A Senate inquiry into definitions of meat and other animal products — initiated by the National Party — recommends the government implement mandatory food-labelling requirements.
It also recommends a far-reaching review of Australia’s food standards regulator.
Nationals Senator Susan McDonald said more regulation was needed as consumers were confused by plant products featuring names like “chicken”, “beef” or “prawns”.
She said regulation would protect the intellectual property of Australia’s multi-billion-dollar meat, dairy and seafood industries, especially with lab-grown meat set to enter markets in coming years.
“No-one likes to see more regulation, but it is the committee’s view that labelling does need to clearly differentiate between plant proteins and products long associated with coming from animals,” Senator McDonald said.
Yet in a submission to the committee, Woolworths said their customer research data showed 91 per cent of Australians had never mistakenly purchased a plant- based product thinking it was the meat-based counterpart.
“In our experience, grocery shoppers are savvy and discerning in the products they choose to buy,” Woolworths said.
The consumer watchdog also told the committee it had not received reports that the way plant-based substitute products were labelled was causing problems for shoppers.
The Australian Greens oppose seven of the nine recommendations of an inquiry they call a waste of taxpayers’ money and public service time.
“This inquiry takes place against the backdrop of the most severe and significant challenges to the meat and wider agriculture industry arising from climate change,” Greens senator Peter Whish-Wilson said in the dissenting report.
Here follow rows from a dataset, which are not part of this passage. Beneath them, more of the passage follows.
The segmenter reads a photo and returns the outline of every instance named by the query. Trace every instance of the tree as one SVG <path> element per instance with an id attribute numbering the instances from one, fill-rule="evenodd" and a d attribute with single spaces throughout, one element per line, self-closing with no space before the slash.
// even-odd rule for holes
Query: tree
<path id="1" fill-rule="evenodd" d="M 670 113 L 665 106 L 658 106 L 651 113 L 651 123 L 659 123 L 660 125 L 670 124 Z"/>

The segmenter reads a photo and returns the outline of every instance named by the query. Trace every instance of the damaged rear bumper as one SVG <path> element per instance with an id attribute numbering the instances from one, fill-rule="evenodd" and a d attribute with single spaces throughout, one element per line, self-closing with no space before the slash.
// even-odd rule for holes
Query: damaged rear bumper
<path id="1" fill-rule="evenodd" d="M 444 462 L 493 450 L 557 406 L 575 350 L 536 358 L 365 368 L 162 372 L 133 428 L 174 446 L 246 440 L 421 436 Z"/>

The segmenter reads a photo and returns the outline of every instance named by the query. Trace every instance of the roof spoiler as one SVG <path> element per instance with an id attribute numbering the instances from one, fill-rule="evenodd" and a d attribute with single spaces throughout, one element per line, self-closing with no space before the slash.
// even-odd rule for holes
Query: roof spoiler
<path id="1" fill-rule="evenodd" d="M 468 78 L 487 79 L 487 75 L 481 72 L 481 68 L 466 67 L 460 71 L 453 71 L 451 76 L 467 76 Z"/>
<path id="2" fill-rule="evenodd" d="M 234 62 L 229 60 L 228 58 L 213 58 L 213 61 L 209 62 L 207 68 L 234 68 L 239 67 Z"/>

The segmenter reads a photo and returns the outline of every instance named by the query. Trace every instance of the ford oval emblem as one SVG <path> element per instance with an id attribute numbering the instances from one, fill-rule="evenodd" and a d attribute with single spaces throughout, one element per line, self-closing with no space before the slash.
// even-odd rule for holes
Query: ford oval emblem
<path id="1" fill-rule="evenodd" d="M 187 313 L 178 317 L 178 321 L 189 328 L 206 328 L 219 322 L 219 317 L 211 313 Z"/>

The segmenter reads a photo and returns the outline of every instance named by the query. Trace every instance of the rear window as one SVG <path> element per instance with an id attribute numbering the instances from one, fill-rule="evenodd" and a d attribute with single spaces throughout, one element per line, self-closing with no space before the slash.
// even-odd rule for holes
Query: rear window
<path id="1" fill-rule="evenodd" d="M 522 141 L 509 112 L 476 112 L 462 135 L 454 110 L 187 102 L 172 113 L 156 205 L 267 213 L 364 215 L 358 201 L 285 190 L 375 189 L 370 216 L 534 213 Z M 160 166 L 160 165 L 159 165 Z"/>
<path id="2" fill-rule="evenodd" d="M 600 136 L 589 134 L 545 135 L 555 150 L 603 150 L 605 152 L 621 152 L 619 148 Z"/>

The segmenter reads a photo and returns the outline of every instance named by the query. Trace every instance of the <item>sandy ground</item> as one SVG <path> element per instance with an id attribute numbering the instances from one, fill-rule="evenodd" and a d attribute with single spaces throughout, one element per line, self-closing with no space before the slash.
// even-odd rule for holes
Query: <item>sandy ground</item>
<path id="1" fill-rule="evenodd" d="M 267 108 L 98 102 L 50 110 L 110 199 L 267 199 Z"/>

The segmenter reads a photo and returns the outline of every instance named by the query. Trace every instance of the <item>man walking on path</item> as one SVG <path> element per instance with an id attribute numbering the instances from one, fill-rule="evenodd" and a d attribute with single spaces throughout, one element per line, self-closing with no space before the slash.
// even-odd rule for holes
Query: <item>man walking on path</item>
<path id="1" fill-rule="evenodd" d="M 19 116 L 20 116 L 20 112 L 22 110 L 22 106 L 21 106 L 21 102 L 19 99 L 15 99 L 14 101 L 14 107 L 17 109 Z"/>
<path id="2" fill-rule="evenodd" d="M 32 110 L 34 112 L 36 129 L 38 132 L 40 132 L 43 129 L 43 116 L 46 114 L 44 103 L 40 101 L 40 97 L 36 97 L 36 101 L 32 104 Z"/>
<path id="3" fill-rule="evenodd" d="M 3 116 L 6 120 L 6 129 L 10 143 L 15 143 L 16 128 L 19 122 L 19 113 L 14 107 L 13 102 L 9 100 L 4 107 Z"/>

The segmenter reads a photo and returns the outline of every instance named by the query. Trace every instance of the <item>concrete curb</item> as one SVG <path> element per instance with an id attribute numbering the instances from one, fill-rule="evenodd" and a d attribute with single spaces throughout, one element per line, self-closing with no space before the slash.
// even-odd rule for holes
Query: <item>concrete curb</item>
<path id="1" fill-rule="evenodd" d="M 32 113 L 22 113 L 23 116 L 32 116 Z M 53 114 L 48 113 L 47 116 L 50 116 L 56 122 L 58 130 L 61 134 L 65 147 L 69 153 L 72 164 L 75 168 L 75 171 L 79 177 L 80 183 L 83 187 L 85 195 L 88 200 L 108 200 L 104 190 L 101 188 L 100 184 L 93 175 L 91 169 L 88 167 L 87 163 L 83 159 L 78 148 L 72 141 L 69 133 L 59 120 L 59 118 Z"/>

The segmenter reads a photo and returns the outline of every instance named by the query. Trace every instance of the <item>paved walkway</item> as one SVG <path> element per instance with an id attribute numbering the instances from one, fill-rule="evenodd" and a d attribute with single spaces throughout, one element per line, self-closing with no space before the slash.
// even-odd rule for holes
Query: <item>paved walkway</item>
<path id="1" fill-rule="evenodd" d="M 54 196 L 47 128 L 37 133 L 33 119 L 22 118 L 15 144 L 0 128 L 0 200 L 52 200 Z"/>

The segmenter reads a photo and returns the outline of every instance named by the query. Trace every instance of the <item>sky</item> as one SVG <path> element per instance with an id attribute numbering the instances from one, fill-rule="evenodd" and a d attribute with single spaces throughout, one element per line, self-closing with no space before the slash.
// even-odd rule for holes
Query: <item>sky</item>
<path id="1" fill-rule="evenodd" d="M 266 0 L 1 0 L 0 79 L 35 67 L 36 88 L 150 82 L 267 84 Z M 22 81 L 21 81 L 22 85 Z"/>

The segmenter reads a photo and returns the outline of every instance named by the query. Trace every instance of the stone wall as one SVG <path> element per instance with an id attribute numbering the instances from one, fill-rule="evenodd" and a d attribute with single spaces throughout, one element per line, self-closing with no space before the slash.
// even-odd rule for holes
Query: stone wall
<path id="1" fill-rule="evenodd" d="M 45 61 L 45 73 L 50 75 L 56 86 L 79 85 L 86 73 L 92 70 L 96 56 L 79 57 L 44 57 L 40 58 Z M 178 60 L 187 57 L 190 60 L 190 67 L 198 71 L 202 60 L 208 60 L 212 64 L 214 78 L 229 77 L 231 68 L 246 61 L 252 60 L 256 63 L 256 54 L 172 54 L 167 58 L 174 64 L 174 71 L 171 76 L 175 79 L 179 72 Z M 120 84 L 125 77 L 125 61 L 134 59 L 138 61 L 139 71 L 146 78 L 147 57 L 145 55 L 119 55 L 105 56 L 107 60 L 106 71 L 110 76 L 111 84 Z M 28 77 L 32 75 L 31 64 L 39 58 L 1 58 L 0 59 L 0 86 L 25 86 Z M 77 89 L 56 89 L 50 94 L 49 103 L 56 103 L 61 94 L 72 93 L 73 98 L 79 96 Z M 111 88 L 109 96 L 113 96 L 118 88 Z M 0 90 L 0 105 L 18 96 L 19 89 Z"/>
“The hill the Nationals are pushing the traditional meat industry to die on is not this existential threat to the industry, but instead a peripheral and barely registrable issue of labelling.
“The Nationals and Greens agree the government needs to provide more support for the expansion of the plant-protein industry and bolster its capacity to use Australian grown produce.”
“All we’re suggesting is that — like margarine makers did by choosing a name that didn’t contain butter — plant protein marketers come up with ways to promote their products without trading on animal names and imagery,” Senator McDonald said.